Meditate on that Self!
Hail to you,
That you
may cross beyond the sea of darkness.’
“Now, the description was so definite in the person of
flesh that the debate arose, and prolonged in discussion and led out into
interminable histories, that this self, this eternal self located beside the
arteries of the flesh, containing all the worlds and the Heavens, must be the
separate self that was by some process of association with worlds and
experience to learn how to contain and dominate all things.

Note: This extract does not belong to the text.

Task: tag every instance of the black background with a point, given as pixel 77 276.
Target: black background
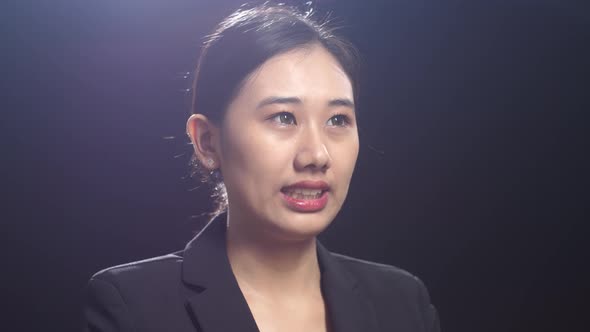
pixel 472 171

“If a person lacks sanction in bettering himself, he
secures it by a sympathetic sense of bettering others; but he does not come any
nearer to that eternal self, concerning whom there is no approach or falling
away. But this very self, near to the arteries of the heart, contained and is
not contained, is the abode of the Universe, the sun and the moon and the
stars, and of all beings; is not upon any journey, but is forever still; does not
have to overcome space to secure a sense of permanent residence; does not have
to overcome time in order to be released from that continual procrastination
which the orbits of things seduce.”
One of the important lectures by Mr. Burnell,
and one in which he told his listeners frankly what he thought of them,
analyzing their mental attitudes in great detail, was entitled “Nibblers:
Medicine for Mental Lockjaw Applied.” In part, he said:
“I can almost tell the nibbler by looking at him – and
some of them are here. But that is not the particular point about it. The
particular point is, they cannot open their mouths and
bite. They have lockjaw of the soul.
* * *
“It is stated that the truth which is proposed by this
teaching is not offering any human being a remedy for his condition. He is
supposed to approach it under the auspices of the idea that his condition,
physical mental, is not such that the only infinite truth, the eternal God,
could condescend to remedy. Patchiness – ethical training, religious fervor,
cultures and symbolism, the reading of the poets – emancipations from
prejudices, that occur through associations with material investigations, which
we are obviously in the presence of testimony sufficient to prove that
individuals in such associations attain to certain mental maturities, – how can
I say it to you, that such maturings are worthless?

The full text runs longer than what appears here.